Growing up as a disabled kid, you feel anything but perfect.
With the honey-colored boards as a backdrop, Denise shares her story – from self-conscious girl to three-time World Champion. “I’MPERFECT exactly represents what I’ve been through on my journey. Being disabled and growing up as a disabled kid, you are always – or you feel – anything but perfect. And you don’t fit in and you don’t feel confident and you try to hide everything.”
Sport helped, a lot. She adds: “It was a long journey until I started to embrace myself the way I am… sport helped me on this journey because it made me self-confident. Everyone has imperfections. But starting to love them is the key to being powerful in your life.

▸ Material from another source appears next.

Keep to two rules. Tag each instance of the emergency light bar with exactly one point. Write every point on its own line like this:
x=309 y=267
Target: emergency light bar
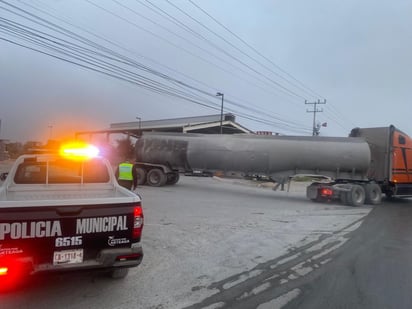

And then you also have your life in your hands, actually.”Every gradual transformation has a few ‘freeze-frame’ moments. Denise says self-acceptance took time but one defining moment changed everything. On a mountain bike race through the Alps, she decided to stop wearing long trousers to hide her prosthetic leg. “This was really a game-changer. This was freeing myself from the restrictions I made for myself. Because no one else was asking me to wear long trousers.” She adds: “This is so important to realize: most of the time, the restriction, the shaming, comes from yourself.”
Everyone has imperfections. But starting to love them is the key to being powerful in your life. And then you also have your life in your hands, actually.
Denise knows that one of the first things you notice about her is her prosthetic leg. She has several, and today she’s wearing the one she uses for racing. It’s sleek, black and powerful-looking, made with state-of-the-art 3D-printed technology for comfort and aerodynamics on the bike. But even with her everyday prosthetic, she gets stares, overhears whispers. However, you can change the dynamic, she says. “You just scan someone and there’s something different and they look at you, but if you look back at them and smile, it’s fine when you’re confident with yourself. But if you’re not confident with yourself, then it becomes a negative interaction.”
This is so important to realise: most of the time, the restriction, the shaming, comes from yourself.
And she wants to explain something that you might not realize about a prosthetic – that, rather than an obvious sign of a disability, it’s more like a “protective shield”. “As soon as I take off the prosthetic, I’m vulnerable, you know? I’m naked. I can’t walk anymore. I can’t run away. And also I show weakness.” She adds: “It’s a very, very intimate moment. And you see it in the reaction of other people. They realize, at once, right away, that it’s a very, very special moment. And it means that there is a connection to the person, that I trust the environment [around me] to do this.”
As soon as I take off the prosthetic, I’m vulnerable, you know? I’m naked. I can’t walk anymore. I can’t run away.
The next big challenge is the Tokyo 2020 Olympic Games, where Denise is aiming to spin London and Rio’s silvers into gold. Training is intense and there’s an obvious tension here – how can an athlete, always striving for perfection, also embrace the opposite? Denise says: “It’s a very interesting perspective because as an athlete, you try for perfection the whole time. To be the best version of yourself. But on the way, you have so many failures. That’s the moment when you can actually become a better version of yourself.”
As an athlete, you try for perfection the whole time. To be the best version of yourself. But on the way, you have so many failures.
Feeling inspired by Denise’s perfectly imperfect confidence? If you want a game-changer, you’ve got to stop waiting – whatever you’re waiting for – and start playing. Denise recommends cycling (of course) but she adds, it doesn’t really matter what sport you choose, as long as it lets you stop, breathe and do something for yourself. “You feel your body, you respect your body, you take time for your body.”